Europe too is laden with high Debt. Greece which is on brink of bankruptcy has Debt/GDP ratio of about 120%. Italy, Portugal and Spain too have high debts. Unlike US, the mis-management and unbridled Govt. spending is responsible for Greece woes. The discipline in Govt. spending has been missing for a long time as populist policies and high standard of living became more important. Now when its time for austerity, the public is bound to feel the pinch and most affected will be the lower strata and pension beneficiaries. Surprisingly, Japan is comfortably sitting on top of the debt pile with 200% ratio. What makes Japan further unique is its contracting population and deflation which further aggravates the problem by arresting GDP growth. Japan is the second largest economy and its failure will cause havoc to world economy. When is Japan leadership going to wake up?
The way out of the high debt is obvious, lower the government spending and go for contractionary fiscal policy. And there lies the fear. Still the recovery is incomplete. Any premature withdrawal of expansionary fiscal policy is bound to push the economy in another recession, which is widely known and feared as 'Double Dip' recession. As Europe gears up for austerity measures and reduced government spending, US has time to time issues warnings that it might affect the economic recovery. Also unemployment figures in both US and Europe are too high to allow scaling down expansionary policies.

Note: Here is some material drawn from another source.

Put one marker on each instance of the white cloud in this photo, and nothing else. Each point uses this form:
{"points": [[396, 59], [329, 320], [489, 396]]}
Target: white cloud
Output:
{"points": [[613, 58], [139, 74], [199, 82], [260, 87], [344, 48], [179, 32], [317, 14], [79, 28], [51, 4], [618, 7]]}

So what could be the Exit Strategy for the governments from expansionary policies. Some quick-fix but unpopular means would be to Print Money or Default on Debt. Former would skyrocket the inflation and common man will suffer. The later will severely dent the credit worthiness and reliability of the country for time to come. The right approach to bring in fiscal discipline would be long drawn and painful. But there is an increasing danger of governments resorting to protectionism in both consumption and jobs to speed up the process. This would invite counter actions from other countries and will further restrict growth at global level. Protectionism on consumption will adversely impact demand at global level and that on Jobs would adversely affect the supply side of the GDP equation. Its significant that countries at G20 summit resolve to refrain form protectionist mindset. Also everyone cannot Exit as same time. Some have to stay longer for sake of the world economy.
Measures taken in India are laudable with government taking unpopular decision to remove subsidies and de-regulate oil market. Also deft handling of 3G and broadband spectrum distribution has given the government much needed funds. However, there is urgent need of reforms on supply side like labour reforms and others to control spiralling inflation.
The financial crisis has proved that world is far more interconnected than we ever thought before. Mis-steps by one country or woes of another affects the whole world. A united, responsible but a painful approach is the only way forward.